Het gemaal Jan Anne Beijerinck is als enige van de drie oorspronkelijke benedengemalen uit 1869 bewaard gebleven. Het gemaal is in 1991 overbodig geworden na de in bedrijfstelling van het nieuwe volautomatische benedengemaal Mr. P. D. Kleij in Nieuwerkerk aan den IJssel.
De gebouwen van de drie benedengemalen zijn in december 1867 aanbesteed. Het gebruik van stoomkracht, in plaats van windkracht, als aandrijving voor de opvoerwerktuigen was inmiddels vanzelfsprekend. Planopsteller Beijerinck wilde voor de bemaling gebruik maken van ijzeren vijzels in plaats van traditionele houten vijzels. Anderen wilden echter centrifugaalpompen omdat deze een hoger rendement zouden hebben.
Na een langdurige discussie hierover kwam men tot een compromis. De benedengemalen in Kralingen en Nieuwerkerk werden uitgerust met centrifugaalpompen en die in Capelle met vijzels. De gemalen werden in oktober 1869 in gebruik genomen. Ter ere van de planopsteller en strijder voor het installeren van vijzels als opvoerwerktuig, kreeg het vijzelgemaal in Capelle in 1868 al de naam van Ir. Jan Anne Beijerinck. In 1870 ging Beijerinck met pensioen.

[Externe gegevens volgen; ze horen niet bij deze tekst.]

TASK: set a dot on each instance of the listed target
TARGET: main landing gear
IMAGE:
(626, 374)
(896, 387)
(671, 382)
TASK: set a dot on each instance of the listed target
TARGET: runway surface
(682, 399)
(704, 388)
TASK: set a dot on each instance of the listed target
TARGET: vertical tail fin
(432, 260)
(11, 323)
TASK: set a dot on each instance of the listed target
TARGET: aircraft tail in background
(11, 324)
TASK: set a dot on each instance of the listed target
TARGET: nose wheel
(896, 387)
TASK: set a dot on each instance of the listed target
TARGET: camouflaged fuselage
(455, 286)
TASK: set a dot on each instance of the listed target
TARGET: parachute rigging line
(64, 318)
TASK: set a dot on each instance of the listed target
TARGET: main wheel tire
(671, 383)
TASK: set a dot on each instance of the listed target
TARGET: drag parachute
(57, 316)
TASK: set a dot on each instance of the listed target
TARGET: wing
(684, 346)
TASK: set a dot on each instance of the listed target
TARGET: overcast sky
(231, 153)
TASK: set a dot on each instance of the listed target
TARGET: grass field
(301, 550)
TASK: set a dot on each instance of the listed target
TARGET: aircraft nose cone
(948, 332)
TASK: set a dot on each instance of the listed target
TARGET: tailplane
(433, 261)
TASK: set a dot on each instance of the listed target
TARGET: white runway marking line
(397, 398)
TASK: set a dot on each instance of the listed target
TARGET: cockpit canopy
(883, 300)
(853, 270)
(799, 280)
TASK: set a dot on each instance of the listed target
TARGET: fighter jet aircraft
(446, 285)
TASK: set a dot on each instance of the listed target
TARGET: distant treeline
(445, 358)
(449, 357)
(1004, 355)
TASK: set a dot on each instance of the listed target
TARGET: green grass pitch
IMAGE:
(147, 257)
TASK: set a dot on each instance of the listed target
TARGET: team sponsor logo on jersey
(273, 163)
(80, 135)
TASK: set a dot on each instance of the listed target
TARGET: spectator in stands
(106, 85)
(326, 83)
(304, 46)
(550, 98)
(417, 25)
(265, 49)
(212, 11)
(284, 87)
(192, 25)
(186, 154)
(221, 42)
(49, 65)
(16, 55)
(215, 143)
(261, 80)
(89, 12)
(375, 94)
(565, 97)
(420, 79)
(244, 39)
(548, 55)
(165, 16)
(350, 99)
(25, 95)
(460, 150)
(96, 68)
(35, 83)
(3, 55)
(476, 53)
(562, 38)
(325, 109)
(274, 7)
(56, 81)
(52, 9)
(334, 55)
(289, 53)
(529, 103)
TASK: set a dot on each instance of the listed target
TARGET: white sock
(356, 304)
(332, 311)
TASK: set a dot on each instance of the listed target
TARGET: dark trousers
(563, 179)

De vijzels waren echter geen succes en gaven voortdurend problemen. De vijzels bleken niet stijf genoeg, ondanks dat ze van ijzer waren. In 1872 en 1873 werden ze dan ook vervangen door traditionele houten vijzels. Beijerinck, die op 26 maart 1874 op 73 jarige leeftijd overleed zal met verdriet kennis hebben genomen dat juist het vijzelgemaal voor problemen zorgde.

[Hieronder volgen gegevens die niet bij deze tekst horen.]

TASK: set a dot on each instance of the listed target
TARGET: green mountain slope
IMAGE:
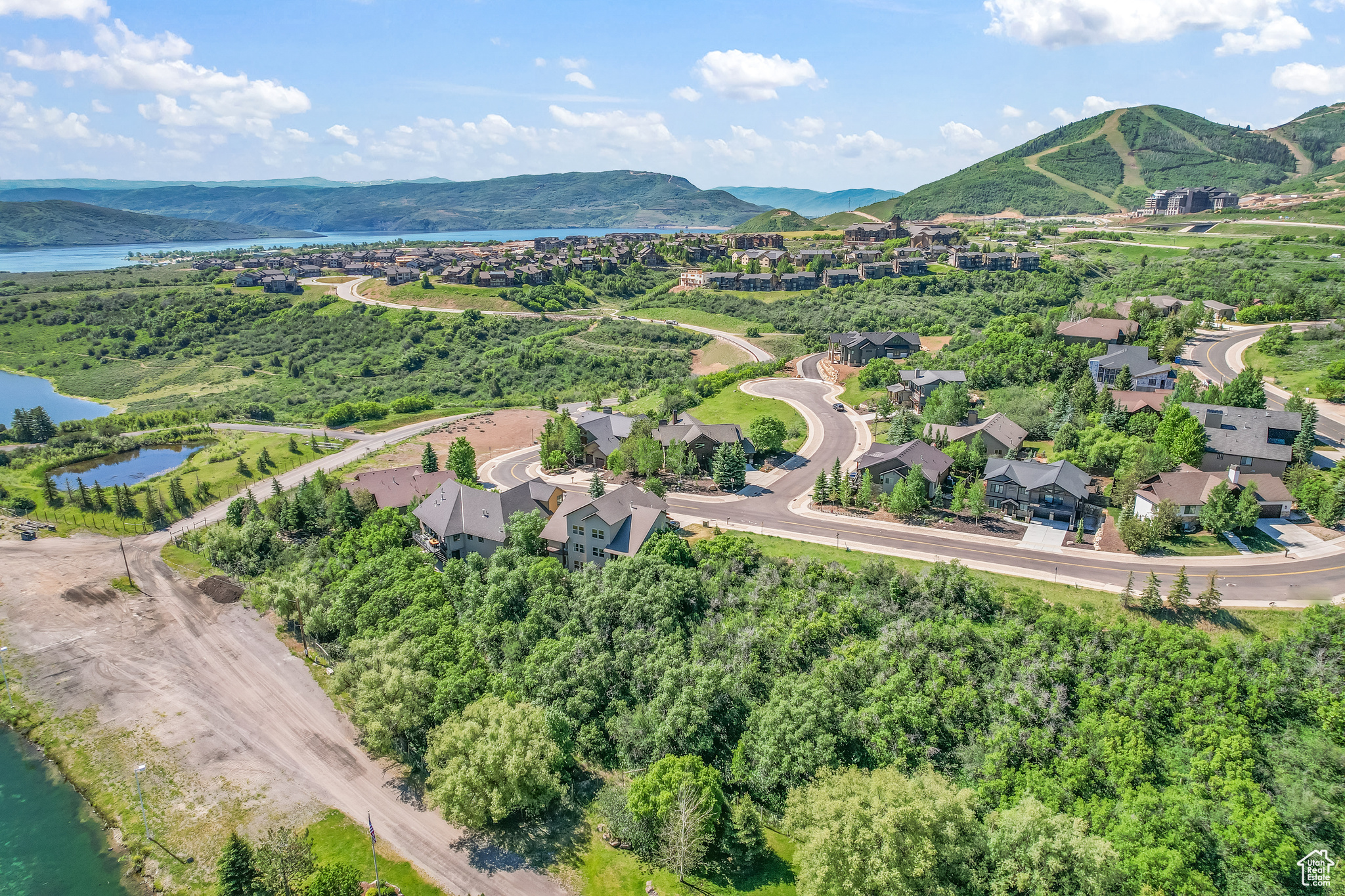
(1115, 159)
(65, 223)
(776, 221)
(576, 199)
(810, 202)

De stoommachine die de vijzels aandreef was gefabriceerd door de machinefabriek H. Tilkin, Mention & Cie te Longdoz (Luik).
In 1899 moest het gebouw worden verbouwd omdat er funderingsproblemen waren. Bij deze verbouwing heeft het gemaal een radicale wijziging ondergaan. De vijzels werden vervangen door centrifugaalpompen, aangedreven door een nieuwe stoommachine van de firma Ateliers du Midi te Charleroi. Om dit te kunnen installeren moest het gebouw vrijwel tot aan de fundamenten toe worden afgebroken. Het pand werd in gewijzigde vorm maar in dezelfde stijl weer opgebouwd. Tegelijkertijd werd ook de machinistenwoning in het gebouw zelf gerealiseerd. Het vernieuwde gemaal werd in december 1899 in bedrijf gesteld en had bijna net zo veel capaciteit als de drie oorspronkelijke benedengemalen samen waardoor het gemaal in Kralingen buiten bedrijf kon worden gesteld.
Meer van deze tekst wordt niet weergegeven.